Ketua Fraksi Partai Gerindra DPRD Kota Mataram, Abd Rachman, SH., kembali menyoroti belum tercapainya target Pendapatan Asli Daerah (PAD) dari sektor retribusi persampahan.
Dia menyatakan bahwa persoalan ini bukan hal baru, dan sudah menjadi temuan berulang dalam setiap evaluasi APBD.”Ini jelas terkait dengan belum tercapainya target PAD dari sektor persampahan. Dan itu bukan hal baru, sudah setiap kali pembahasan APBD, kita selalu menemukan hal tersebut,” ujar Rachman, Rabu, 17 September 2025.
Menurutnya, berbagai upaya dan diskusi telah dilakukan untuk mencari solusi atas rendahnya realisasi PAD sektor persampahan, namun hasilnya belum maksimal.
“Ini sudah kita ingatkan berkali-kali dan kita diskusikan berkali-kali. Tapi seolah-olah ini selalu berulang.

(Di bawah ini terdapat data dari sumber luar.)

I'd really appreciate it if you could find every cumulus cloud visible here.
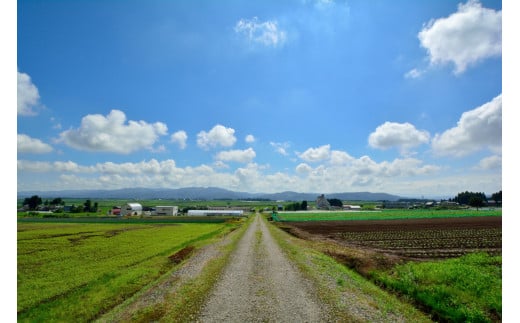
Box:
[432,94,502,157]
[475,155,502,170]
[235,17,287,47]
[418,0,502,74]
[59,110,168,154]
[298,145,330,162]
[17,72,40,116]
[296,163,312,174]
[404,68,423,79]
[17,134,53,154]
[170,130,188,149]
[215,148,256,163]
[197,124,237,149]
[368,122,430,154]
[269,142,291,156]
[330,150,354,165]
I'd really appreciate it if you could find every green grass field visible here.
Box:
[275,209,502,222]
[17,223,238,322]
[374,253,502,322]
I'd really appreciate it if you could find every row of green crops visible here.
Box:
[275,209,502,222]
[17,223,238,322]
[373,253,502,322]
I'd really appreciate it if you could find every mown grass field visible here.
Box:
[17,222,238,322]
[374,253,502,322]
[276,209,502,222]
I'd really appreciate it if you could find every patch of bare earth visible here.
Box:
[98,232,235,322]
[198,215,330,322]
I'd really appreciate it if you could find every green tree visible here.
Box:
[50,197,65,205]
[327,199,343,207]
[469,195,484,210]
[491,191,502,206]
[83,200,92,212]
[23,195,42,210]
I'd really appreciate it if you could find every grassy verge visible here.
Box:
[101,217,253,322]
[374,253,502,322]
[277,209,502,222]
[260,214,430,322]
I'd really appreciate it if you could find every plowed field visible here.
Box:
[283,216,502,259]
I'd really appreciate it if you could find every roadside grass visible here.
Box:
[100,217,253,322]
[373,253,502,322]
[17,223,242,322]
[277,209,502,222]
[264,215,431,322]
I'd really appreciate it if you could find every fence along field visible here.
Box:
[17,223,238,322]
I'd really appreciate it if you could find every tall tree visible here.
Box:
[491,191,502,206]
[23,195,42,210]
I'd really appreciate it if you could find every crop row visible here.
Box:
[338,228,502,257]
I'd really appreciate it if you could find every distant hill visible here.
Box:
[18,187,402,201]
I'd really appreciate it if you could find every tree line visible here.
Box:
[449,191,502,208]
[22,195,98,213]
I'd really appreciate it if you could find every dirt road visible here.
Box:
[198,215,328,322]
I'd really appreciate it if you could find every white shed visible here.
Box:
[121,203,143,215]
[154,205,179,215]
[188,210,244,216]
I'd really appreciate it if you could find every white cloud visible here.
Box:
[418,0,502,74]
[17,72,40,116]
[59,110,168,154]
[269,142,291,156]
[404,68,423,79]
[17,134,53,154]
[475,155,502,170]
[432,94,502,157]
[170,130,188,149]
[368,122,430,154]
[235,17,287,47]
[298,145,330,162]
[216,148,256,163]
[197,124,237,149]
[330,150,354,165]
[296,163,312,174]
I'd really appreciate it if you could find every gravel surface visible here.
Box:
[198,215,329,322]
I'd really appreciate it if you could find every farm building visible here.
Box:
[152,206,179,215]
[121,203,143,215]
[188,210,244,216]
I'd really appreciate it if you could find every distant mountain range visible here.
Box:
[18,187,402,201]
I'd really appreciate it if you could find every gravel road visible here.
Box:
[198,215,329,322]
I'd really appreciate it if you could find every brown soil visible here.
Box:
[284,216,502,235]
[277,216,502,277]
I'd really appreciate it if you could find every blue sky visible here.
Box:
[15,0,502,197]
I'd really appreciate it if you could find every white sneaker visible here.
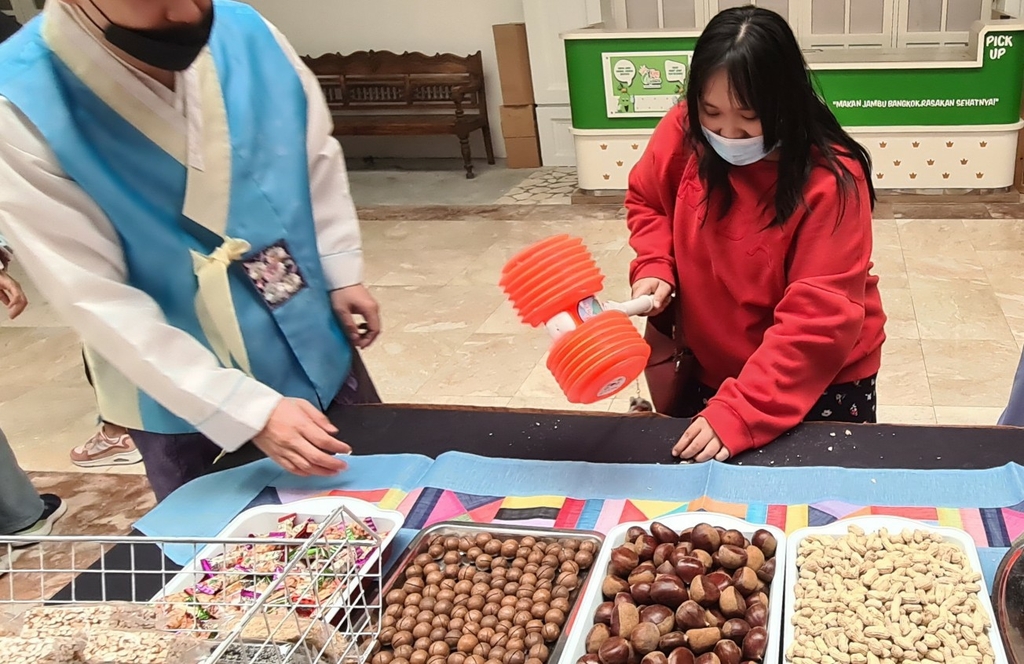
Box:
[71,426,142,468]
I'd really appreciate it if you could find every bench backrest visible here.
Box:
[302,51,486,115]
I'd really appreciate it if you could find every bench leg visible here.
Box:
[483,127,495,166]
[459,136,476,179]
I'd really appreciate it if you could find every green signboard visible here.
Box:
[602,51,693,118]
[565,31,1024,129]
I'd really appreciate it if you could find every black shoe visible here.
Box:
[11,494,68,548]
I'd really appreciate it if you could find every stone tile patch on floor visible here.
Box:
[497,166,579,205]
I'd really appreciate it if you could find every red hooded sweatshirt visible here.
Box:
[626,106,886,455]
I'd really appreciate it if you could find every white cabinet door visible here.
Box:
[522,0,596,105]
[537,105,575,166]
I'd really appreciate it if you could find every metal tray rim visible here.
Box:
[380,521,605,664]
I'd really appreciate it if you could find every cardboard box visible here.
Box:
[493,24,534,106]
[505,136,541,168]
[500,106,537,138]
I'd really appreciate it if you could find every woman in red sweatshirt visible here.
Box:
[626,7,885,461]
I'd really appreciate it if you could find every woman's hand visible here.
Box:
[0,268,29,321]
[672,417,729,463]
[633,277,675,316]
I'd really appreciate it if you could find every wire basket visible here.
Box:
[0,506,383,664]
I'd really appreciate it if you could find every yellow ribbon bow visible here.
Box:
[191,238,252,375]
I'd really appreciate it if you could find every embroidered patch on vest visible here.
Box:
[242,240,307,308]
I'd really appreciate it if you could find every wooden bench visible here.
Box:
[303,51,495,178]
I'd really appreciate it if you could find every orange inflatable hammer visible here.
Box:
[500,235,654,404]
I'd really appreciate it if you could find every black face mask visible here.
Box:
[83,0,213,72]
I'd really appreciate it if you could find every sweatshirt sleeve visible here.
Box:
[626,105,689,284]
[700,162,871,455]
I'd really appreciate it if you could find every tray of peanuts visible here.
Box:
[783,516,1008,664]
[559,512,786,664]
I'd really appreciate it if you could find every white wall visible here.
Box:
[243,0,523,157]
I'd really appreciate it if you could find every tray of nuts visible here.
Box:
[784,516,1007,664]
[559,512,782,664]
[372,522,604,664]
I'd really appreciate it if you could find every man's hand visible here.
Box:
[672,417,729,463]
[253,399,352,476]
[0,269,29,321]
[633,277,675,316]
[331,284,381,348]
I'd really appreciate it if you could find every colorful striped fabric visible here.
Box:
[278,488,1024,548]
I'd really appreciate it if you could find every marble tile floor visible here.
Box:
[0,167,1024,473]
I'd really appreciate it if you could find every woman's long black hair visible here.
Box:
[686,6,876,225]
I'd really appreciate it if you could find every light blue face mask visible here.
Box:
[700,125,777,166]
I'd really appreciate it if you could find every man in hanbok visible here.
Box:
[0,0,380,499]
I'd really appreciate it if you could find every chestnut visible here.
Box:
[608,545,640,577]
[746,591,768,607]
[714,639,743,664]
[634,535,657,561]
[745,544,768,572]
[686,627,724,655]
[611,603,640,638]
[719,618,751,643]
[669,648,696,664]
[743,627,768,662]
[705,608,726,629]
[597,636,633,664]
[690,575,722,607]
[650,522,679,544]
[640,605,676,636]
[718,544,746,570]
[690,524,722,554]
[744,604,768,631]
[626,526,647,542]
[657,631,686,653]
[676,599,708,629]
[757,558,775,583]
[688,549,715,572]
[751,530,778,558]
[657,631,686,653]
[638,651,669,664]
[650,574,690,611]
[708,570,732,592]
[722,529,746,548]
[718,587,746,618]
[651,542,676,567]
[627,563,657,585]
[732,565,761,596]
[630,583,650,605]
[630,623,662,656]
[675,555,706,583]
[601,574,630,599]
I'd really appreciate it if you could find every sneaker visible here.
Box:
[11,494,68,548]
[71,426,142,468]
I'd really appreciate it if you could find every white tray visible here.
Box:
[776,516,1009,664]
[152,496,406,620]
[557,512,786,664]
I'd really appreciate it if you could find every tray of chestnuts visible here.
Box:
[371,522,604,664]
[561,512,785,664]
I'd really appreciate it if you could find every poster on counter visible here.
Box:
[603,51,693,118]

Saya pikir ini bisa jadi karena human error atau ketidaktegasan dari Satuan Kerja Perangkat Daerah (SKPD) yang bertanggung jawab,” tambahnya.
Rachman juga menegaskan bahwa masalah ini bukan hanya terjadi pada sektor persampahan, tetapi juga merembet ke sektor retribusi lainnya seperti pasar dan parkir.
Dalam pernyataannya, mantan Wakil Ketua DPRD Kota Mataram ini mendorong agar eksekutif, dalam hal ini Pemkot dan SKPD terkait, bekerja lebih maksimal untuk menutup potensi kebocoran PAD.
“Kami di legislatif terus mendorong agar eksekutif bisa meminimalisir kebocoran-kebocoran PAD, tidak hanya dari retribusi sampah tapi juga sektor lain seperti pasar dan parkir. Karena setiap tahun, masalah yang sama terus terulang,” ungkapnya.
Ketua Komisi III ini menyebut bahwa berulangnya masalah tersebut telah menciptakan preseden buruk terhadap kinerja pemerintah daerah.
“Setiap pembahasan APBD, kita selalu berkutat pada hal yang sama. Ini menjadi catatan buruk. Seharusnya, fokus kita sudah bergeser ke bagaimana mengalokasikan anggaran untuk perbaikan ke depan, bukan lagi mempertanyakan kenapa target belum tercapai,” tegasnya.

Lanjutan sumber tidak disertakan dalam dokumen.